During Harold’s stent at the PSC, he had the opportunity to Chair the Utility Market Access Partnership Program (UMAP), a subcommittee of the National Association of Regulatory Utility Commissioners presently known as Supplier and Workforce Diversity Subcommittee. Harold chaired the subcommittee from 2004-2012. The purpose of UMAP was to familiarize the utilities in the U.S. of the value in utilizing MBE’s in their procurement programs, as well as establishing MBE Programs. He was also instrumental, along with Commissioner Michael Peevy, President of the California Public Service Commission, in starting the National Utilities Diversity Council (NUDC). This organization is responsible for the following: a compilation of aggregated spend data and publicly available information concerning supplier diversity and population in each state; best practices across the spectrum of supplier diversity operation; tools for encouraging supplier diversity and; resources to help diverse suppliers identify opportunity.

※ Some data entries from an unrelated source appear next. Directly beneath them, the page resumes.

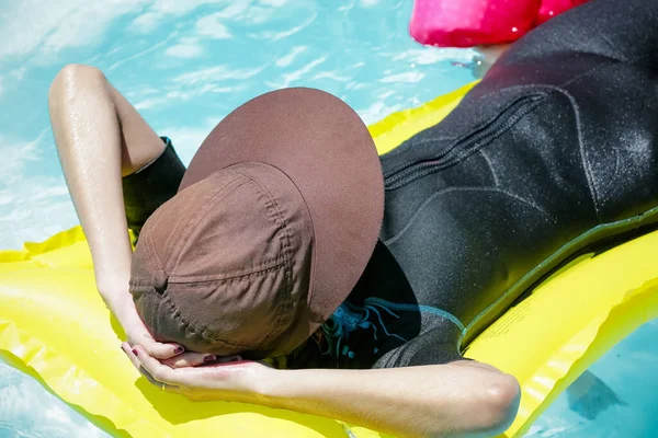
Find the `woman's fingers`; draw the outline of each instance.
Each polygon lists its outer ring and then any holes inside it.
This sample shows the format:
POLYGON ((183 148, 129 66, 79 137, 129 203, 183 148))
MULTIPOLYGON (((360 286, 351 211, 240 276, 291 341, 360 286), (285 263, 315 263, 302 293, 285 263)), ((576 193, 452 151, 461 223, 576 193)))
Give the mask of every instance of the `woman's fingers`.
POLYGON ((200 365, 216 364, 217 356, 205 353, 186 351, 169 359, 160 360, 171 368, 198 367, 200 365))
POLYGON ((170 359, 185 351, 185 348, 180 344, 156 342, 148 332, 138 336, 137 339, 129 341, 132 341, 133 345, 141 346, 149 356, 159 360, 170 359))

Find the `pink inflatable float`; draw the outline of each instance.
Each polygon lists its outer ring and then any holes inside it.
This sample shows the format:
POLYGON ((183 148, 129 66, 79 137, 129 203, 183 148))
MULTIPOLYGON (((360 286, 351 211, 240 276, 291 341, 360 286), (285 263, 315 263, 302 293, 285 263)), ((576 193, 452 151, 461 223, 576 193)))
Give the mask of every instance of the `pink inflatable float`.
POLYGON ((409 32, 417 42, 439 47, 510 43, 586 1, 415 0, 409 32))

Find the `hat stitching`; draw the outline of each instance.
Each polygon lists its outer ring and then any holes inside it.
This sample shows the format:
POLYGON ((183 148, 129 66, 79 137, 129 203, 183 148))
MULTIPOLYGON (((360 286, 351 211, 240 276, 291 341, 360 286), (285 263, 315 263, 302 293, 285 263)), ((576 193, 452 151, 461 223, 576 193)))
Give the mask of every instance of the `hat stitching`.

What makes an effective supplier delivery program? Assessing the impact and program metrics. Understanding the numbers of the supplier diversity program, and an advocate who can articulate the message and influence policy and decision makers that yield results. Harold Williams proved to be the right person to champion the call for diversity and inclusion and he continues to blaze the trail and leave his mark. My thing is being able to assist the underserved, Harold’s says. I heard Marc Morial, President, National Urban League say this recently when discussing the State of Black America in 2018, “we are like a caboose in the back of the train, we are moving along, but we’re always in the back”. For me, says Harold, being able to assist the underserved is my passion. I appreciate BGE providing me with a platform to establish an MBE Program locally and then it became national. When I think about the individuals that shaped and impacted my life, they include Congressman Parren J., Mitchell, Congressman Kwesi Mfume, Congressman Elijah Cummings, State Senator Nathaniel McFadden, Delegate Adrienne Jones, all these individuals were instrumental in furthering the cause dealing with minority and women and disabled service veterans.
Harold continues to lend his voice and talents to helping others through The Harold D. Williams Energy and Sustainability Resource Center, a 501C (3) nonprofit organization, created in 2017 to bring both his vision and legacy to fruition.

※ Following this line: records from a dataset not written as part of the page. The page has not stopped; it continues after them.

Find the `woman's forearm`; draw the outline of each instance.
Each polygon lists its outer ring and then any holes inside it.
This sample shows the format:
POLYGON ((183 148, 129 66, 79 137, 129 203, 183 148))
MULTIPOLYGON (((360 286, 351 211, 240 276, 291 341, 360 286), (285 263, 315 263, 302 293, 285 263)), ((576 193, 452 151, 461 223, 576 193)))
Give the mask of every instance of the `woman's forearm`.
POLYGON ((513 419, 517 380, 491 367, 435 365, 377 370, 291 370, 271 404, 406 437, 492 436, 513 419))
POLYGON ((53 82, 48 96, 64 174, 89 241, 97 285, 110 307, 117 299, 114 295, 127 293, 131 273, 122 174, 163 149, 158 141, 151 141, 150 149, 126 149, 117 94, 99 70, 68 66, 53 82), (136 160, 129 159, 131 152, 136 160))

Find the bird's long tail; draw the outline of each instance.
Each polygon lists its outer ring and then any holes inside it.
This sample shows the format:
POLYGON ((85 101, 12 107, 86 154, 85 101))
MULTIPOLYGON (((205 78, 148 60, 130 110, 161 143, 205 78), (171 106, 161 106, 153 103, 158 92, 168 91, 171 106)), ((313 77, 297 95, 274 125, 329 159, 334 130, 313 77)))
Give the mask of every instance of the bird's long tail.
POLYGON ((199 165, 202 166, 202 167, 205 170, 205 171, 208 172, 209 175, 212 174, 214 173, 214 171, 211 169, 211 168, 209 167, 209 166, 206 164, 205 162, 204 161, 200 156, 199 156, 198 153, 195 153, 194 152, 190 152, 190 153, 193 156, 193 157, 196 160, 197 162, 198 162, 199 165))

His commitment to service is the impetus for starting the Center and it will function as a catalyst to help ensure that the nation’s Energy and Sustainability industries are more available to minorities, women, disabled service veterans, historically black colleges and the underserved populations.
The Center will support its activities through generous contributions from donor agencies, businesses and community for specific programs, through general fund-raising recognizing patrons, through contributions in kind of expertise, space, etc., and through grants.
The Center’s activities will be managed by a core staff of an Executive Director, Program Manager, Development Director, and Accounts Manager. Day to day functions will be performed by staff in positions offered as internships, work-study positions, or part-time jobs to students in partner universities and colleges.
The Center will perform end of the program and annual evaluations to assess its programs’ goals and outcomes, to be able to fulfill its long-term vision. The Center will make its annual report available to all donor agencies.
The industry will recognize the Center for the ability to the move its business relationship to sustainable capacity building Partnerships.